We want to compute synergy metrics at the store level, retailer level and category level. For that, we need to enrich the cross visit data with retailer and category information. Additionally, to build graphs per mall, we add the mall id to the enriching data.

In [None]:
store_1_enrich = (
    dim_blocks[
        [
            "store_code",
            "mall_id",
            "retailer_code",
            "bl1_label",
            "bl2_label",
            "bl3_label",
        ]
    ]
    .drop_duplicates("store_code")
    .add_suffix("_1")
)

store_2_enrich = (
    dim_blocks[
        [
            "store_code",
            "mall_id",
            "retailer_code",
            "bl1_label",
            "bl2_label",
            "bl3_label",
        ]
    ]
    .drop_duplicates("store_code")
    .add_suffix("_2")
)

cross_visit_enriched = pd.merge(
    cross_visit,
    store_1_enrich,
    left_on="store_code_1",
    right_on="store_code_1",
    how="left",
    validate="m:1",
)

cross_visit_enriched = pd.merge(
    cross_visit_enriched,
    store_2_enrich,
    left_on="store_code_2",
    right_on="store_code_2",
    how="left",
    validate="m:1",
)

We check that there is no error in the `mall_id` (no mismatching `mall_id`). The only differences come from when one store has a mall_id and the other does not. Thus, we can combine the `mall_id` columns to get a full one.

In [None]:
cross_visit_enriched[
    (cross_visit_enriched["mall_id_1"] != cross_visit_enriched["mall_id_2"])
    & (
        cross_visit_enriched["mall_id_1"].notna()
        & cross_visit_enriched["mall_id_2"].notna()
    )
]

In [None]:
cross_visit_enriched["mall_id"] = cross_visit_enriched["mall_id_1"].combine_first(
    cross_visit_enriched["mall_id_2"]
)

cross_visit_enriched = cross_visit_enriched.drop(columns=["mall_id_1", "mall_id_2"])

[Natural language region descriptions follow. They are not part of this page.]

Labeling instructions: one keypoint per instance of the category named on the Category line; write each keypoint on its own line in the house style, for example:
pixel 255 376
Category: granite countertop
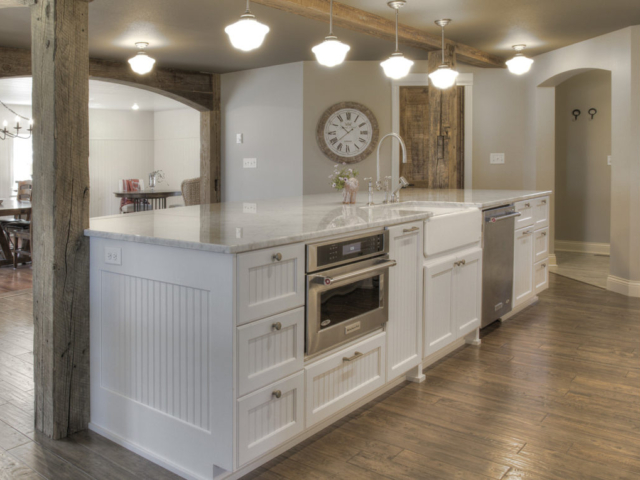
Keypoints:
pixel 233 228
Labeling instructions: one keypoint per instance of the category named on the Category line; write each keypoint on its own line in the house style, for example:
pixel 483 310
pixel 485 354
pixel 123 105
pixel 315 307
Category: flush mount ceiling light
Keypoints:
pixel 519 64
pixel 142 63
pixel 332 51
pixel 444 77
pixel 397 66
pixel 247 33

# Drop rows where mall_id is missing alltogether
cross_visit_enriched = cross_visit_enriched.dropna(axis=0, subset="mall_id")

In [None]:
cross_visit_enriched

We still need to normalize the edge weights to have comparable values. We can do:
$$
edge\_weight_{ij} = \frac{cross\_total\_cross\_visits_{ij}}{\sqrt{total\_visits_i \times {total\_visits_j}}}
$$

At this point, the issue is that for some stores, there are more cross visits in `cross_visits` than total visits in `fact_stores`... Ask the question, but maybe use sum of cross visits as proxy?

# Graph Construction

In [None]:
def construct_graph(data: pd.DataFrame, mall_id: int, granularity: str) -> nx.Graph:
    """Construct a graph for a specific mall and granularity level.

    Parameters:
    - data: DataFrame containing cross visit data.
    - mall_id: The mall ID to filter the data.
    - granularity: The granularity level. Must be one of
                   ('store', 'retailer', 'cat_high', 'cat_mid', 'cat_low').

    Returns:
    - A NetworkX graph object.
    """
    if granularity == "store":
        node_col_1 = "store_code_1"
        node_col_2 = "store_code_2"
    elif granularity == "retailer":
        node_col_1 = "retailer_code_1"
        node_col_2 = "retailer_code_2"
    elif granularity == "cat_high":
        node_col_1 = "bl1_label_1"
        node_col_2 = "bl1_label_2"
    elif granularity == "cat_mid":
        node_col_1 = "bl2_label_1"
        node_col_2 = "bl2_label_2"
    elif granularity == "cat_low":
        node_col_1 = "bl3_label_1"
        node_col_2 = "bl3_label_2"
    else:
        raise ValueError(
            "Granularity must be one of 'store', 'retailer', 'cat_high', 'cat_mid' "
            "or 'cat_low'."
        )

    mall_data = data[data["mall_id"] == mall_id]

    graph = nx.from_pandas_edgelist(
        mall_data,
        source=node_col_1,
        target=node_col_2,
        edge_attr="total_cross_visits",
        create_using=nx.Graph(),
    )

    return graph

In [None]:
def compute_node_metrics(graph: nx.Graph) -> pd.DataFrame:
    """Compute graph metrics for each node in the graph.

    Parameters:
    - graph: A NetworkX graph object (typically from construct_graph).

    Returns:
    - DataFrame with node metrics indexed by node ID.
    """
    # Weighted degree (strength) - total cross-visit volume
    weighted_degree = dict(graph.degree(weight="total_cross_visits"))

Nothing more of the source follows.